Andrew Chen (@andrew_chen): The first 6 steps to homegrowing basic startup metrics

  • dmourati · 1 year ago
    Bangin! Checked out Splunk?

    http://www.splunk.com
  • Andrew Chen · 1 year ago
    yeah, splunk is really rad...
  • Andrew Chen · 1 year ago
    splunk is neat since it's somewhere in-between writing your own log parsing and buying off-the-shelf reporting. Comes with a nice query language, etc.
  • Pierre Henri Clouin · 1 year ago
    Very interesting roadmap to building a robust web analytics capability.

    Regarding step 6 about data overload, have you looked into CEP (complex event processing) to filter out the noise and process relevant data in real time? It is also useful not only for reporting but also to take advantage of a real time feedback loop.
  • Andrew Chen · 1 year ago
    My inclination on this stuff, especially in the early product stages, is to keep things as simple as possible and make sure you're spending the bulk of your attention on product with analytics as a important 2nd priority. So I tend to architect initial analytics systems very simplistically.
  • spanky · 1 year ago
    On top of that, generally the first thing I do from an acquisition standpoint is to set up a landing page system - where you can dynamically create new landing pages that write to a field in the database called acquired_by. For all traffic landing on that page, you can easily calculate CPA on each campaign by querying the database against each unique acquired_by.
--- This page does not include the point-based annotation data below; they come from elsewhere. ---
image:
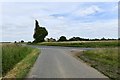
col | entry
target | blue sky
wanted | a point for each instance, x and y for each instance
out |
(83, 19)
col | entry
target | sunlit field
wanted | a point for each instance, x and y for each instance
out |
(104, 59)
(82, 43)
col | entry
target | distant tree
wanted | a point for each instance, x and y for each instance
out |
(103, 38)
(62, 38)
(76, 39)
(39, 33)
(22, 41)
(29, 42)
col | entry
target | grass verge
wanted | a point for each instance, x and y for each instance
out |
(82, 44)
(17, 60)
(104, 60)
(22, 68)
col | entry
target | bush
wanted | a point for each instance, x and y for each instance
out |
(12, 54)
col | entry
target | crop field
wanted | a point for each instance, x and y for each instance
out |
(103, 59)
(12, 54)
(82, 43)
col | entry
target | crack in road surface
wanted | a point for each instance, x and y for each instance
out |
(53, 62)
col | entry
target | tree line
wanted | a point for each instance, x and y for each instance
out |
(41, 32)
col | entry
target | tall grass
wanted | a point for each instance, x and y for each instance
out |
(105, 60)
(12, 54)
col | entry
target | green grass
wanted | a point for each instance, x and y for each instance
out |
(22, 68)
(82, 44)
(105, 60)
(12, 54)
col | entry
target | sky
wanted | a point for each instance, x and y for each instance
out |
(82, 19)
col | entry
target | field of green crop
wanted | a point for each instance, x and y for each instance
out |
(82, 44)
(13, 54)
(104, 59)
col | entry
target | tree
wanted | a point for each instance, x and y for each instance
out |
(39, 33)
(62, 38)
(22, 41)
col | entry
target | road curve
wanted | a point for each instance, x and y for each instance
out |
(54, 62)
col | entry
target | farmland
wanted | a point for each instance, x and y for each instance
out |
(82, 43)
(103, 59)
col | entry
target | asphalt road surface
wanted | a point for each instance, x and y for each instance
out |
(55, 62)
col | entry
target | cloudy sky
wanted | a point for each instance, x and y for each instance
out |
(83, 19)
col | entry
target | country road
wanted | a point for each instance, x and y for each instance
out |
(55, 62)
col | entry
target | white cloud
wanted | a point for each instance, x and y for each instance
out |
(20, 25)
(88, 11)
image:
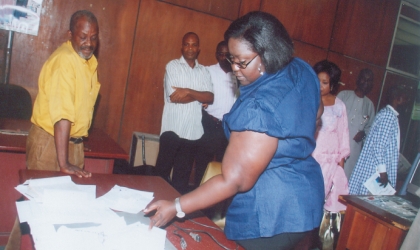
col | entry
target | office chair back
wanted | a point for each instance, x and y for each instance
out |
(15, 102)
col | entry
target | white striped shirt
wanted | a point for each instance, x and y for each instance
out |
(225, 89)
(184, 118)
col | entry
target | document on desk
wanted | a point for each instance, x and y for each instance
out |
(63, 215)
(374, 186)
(126, 199)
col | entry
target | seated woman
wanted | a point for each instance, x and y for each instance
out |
(277, 185)
(332, 147)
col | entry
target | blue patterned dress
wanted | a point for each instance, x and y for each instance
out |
(289, 194)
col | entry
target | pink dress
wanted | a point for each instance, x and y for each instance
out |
(332, 145)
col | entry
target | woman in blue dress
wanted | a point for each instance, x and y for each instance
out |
(277, 186)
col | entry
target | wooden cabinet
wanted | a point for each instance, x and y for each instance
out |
(369, 227)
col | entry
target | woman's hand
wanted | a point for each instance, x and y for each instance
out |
(359, 136)
(165, 212)
(383, 179)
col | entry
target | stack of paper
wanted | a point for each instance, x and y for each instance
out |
(63, 215)
(375, 187)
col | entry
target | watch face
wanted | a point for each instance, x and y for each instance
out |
(180, 214)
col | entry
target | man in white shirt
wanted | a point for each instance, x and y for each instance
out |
(187, 85)
(213, 144)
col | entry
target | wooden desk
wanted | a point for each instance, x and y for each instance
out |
(367, 226)
(99, 158)
(161, 189)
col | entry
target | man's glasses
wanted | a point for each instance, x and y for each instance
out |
(241, 65)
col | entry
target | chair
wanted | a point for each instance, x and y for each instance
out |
(217, 212)
(403, 189)
(15, 102)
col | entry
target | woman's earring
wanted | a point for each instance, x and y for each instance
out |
(259, 69)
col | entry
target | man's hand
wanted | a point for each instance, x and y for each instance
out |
(383, 177)
(181, 95)
(359, 136)
(71, 169)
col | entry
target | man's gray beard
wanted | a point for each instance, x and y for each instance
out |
(85, 57)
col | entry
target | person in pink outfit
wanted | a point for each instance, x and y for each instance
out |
(332, 138)
(332, 147)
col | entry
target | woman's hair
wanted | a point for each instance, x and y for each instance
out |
(266, 35)
(331, 69)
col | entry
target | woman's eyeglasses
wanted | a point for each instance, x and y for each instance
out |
(241, 65)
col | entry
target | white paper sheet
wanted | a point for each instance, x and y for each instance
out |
(126, 200)
(67, 216)
(374, 186)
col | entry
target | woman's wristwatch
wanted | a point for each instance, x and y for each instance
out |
(179, 212)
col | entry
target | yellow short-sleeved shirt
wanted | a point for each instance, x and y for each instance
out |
(68, 88)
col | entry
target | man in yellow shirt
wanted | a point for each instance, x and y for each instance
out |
(68, 88)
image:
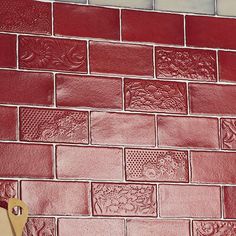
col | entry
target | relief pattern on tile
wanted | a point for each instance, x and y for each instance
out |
(155, 96)
(124, 199)
(53, 125)
(185, 64)
(156, 165)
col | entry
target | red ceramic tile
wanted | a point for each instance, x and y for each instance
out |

Then over time you can add reports that will give you the CPA, activation rate, viral rates, retention rates, etc. against each acquired_by source.
  • Andrew Chen · 1 year ago
    Yep, you definitely want to capture both the source as well as potentially referrer URL - great idea.
  • Jeff Lawson · 1 year ago
    Good ideas Andrew. WRT your mysql table, I've found that storing raw data (for later analysis) can potentially become an application bottleneck, as that table will grow large and probably be abused in ad-hoc reporting. That's why we're using Amazon's SimpleDB to throw lots of data at. We can pull it back down later into optimized table formats, or write reports direcly from their API, but we'll never worry about the growth and scale of that database, and we'll be free to over-log, instead of losing data.
  • Andrew Chen · 1 year ago
    yeah, I think it just depends on what phase of the business you're at. Early on, I think that you want to optimize for easy investigation of ideas, which is why I prefer SQL. If the tables get large, you can always just rename the table and start writing into a new one (believe it or not this works fine and we did it with multi-million row tables). Later on, I agree that some of the more exotic technologies can work - but you want to make sure you're not prematurely optimizing.
  • davemc500hats · 1 year ago
    wow, andrew...

    in the infamous words of Wayne & Garth:

    "WE'RE NOT WORTHY! WE'RE NOT WORTHY!"
  • Jesse Farmer · 1 year ago
    I generally invest zero time into cute visualizations and graphs, and prefer to read the key numbers.


    I don't know about "cute," but I think this is a mistake. Good visualizations are hard to make, but they remove unwanted detail and clearly reveal the nature of the underlying data in a way that's easy to understand.

    Doing it for every little report is wasted effort, but not for key metrics -- especially metrics you might want to show to other people some day (say, investors).
  • Ed Baker · 1 year ago
    awesome post, andrew!!!
  • daveschappell · 1 year ago
    Andrew -- this was fantastic -- I got it from a Dave McClure tweet, and it's one of the rare posts that I've actually read top-to-bottom in weeks! Your flow was precise, and has mirrored our progress almost perfectly -- we're trapped right now in a little bit of step 4-5 madness.

    Thanks,

    Dave (Founder and CEO - TeachStreet)
  • Engago team · 1 year ago
    You're quite right: one needs to measure in order to know.
    Still metrics about traffic are not leads. One can have traffic that don't convert to leads.
    It is leads you need to make sales in B2B.
    Get the company names of your website visitors. These "warm" companies you can call.
  • Andrew Chen · 1 year ago
    spam
  • Pete Mauro · 1 year ago
    When I suggested this post I had not idea you were gonna blow it out like this. Awesome work Andrew!

    Regarding #3 User flows: I would love some more detail about collecting and reporting data as it pertains to user flows. GA does a decent job with funnels but I have found it limiting. How do you approach collection and reporting and what tools do you use?
  • Andrew Chen · 1 year ago
    all in house, unfortunately... I agree that GA sucks ;-)
  • andrew korf · 1 year ago
    Thanks for excellent clear concise post. Really helpful and valuable for those of working on starting something.
  • Leila Boujnane · 1 year ago
    Bloody awesome blog post Andrew. I am sitting between step 2 and 3 for one of our products so this was amazingly timely. Thanks!
  • Poornima · 1 year ago
    I just finished implementing an internal tool to help with analytics, and its hella slow, and yes I'm querying slaves, but its the production db. I'm going to think about your suggestion to move it into another data driven db for analytics. Thanks!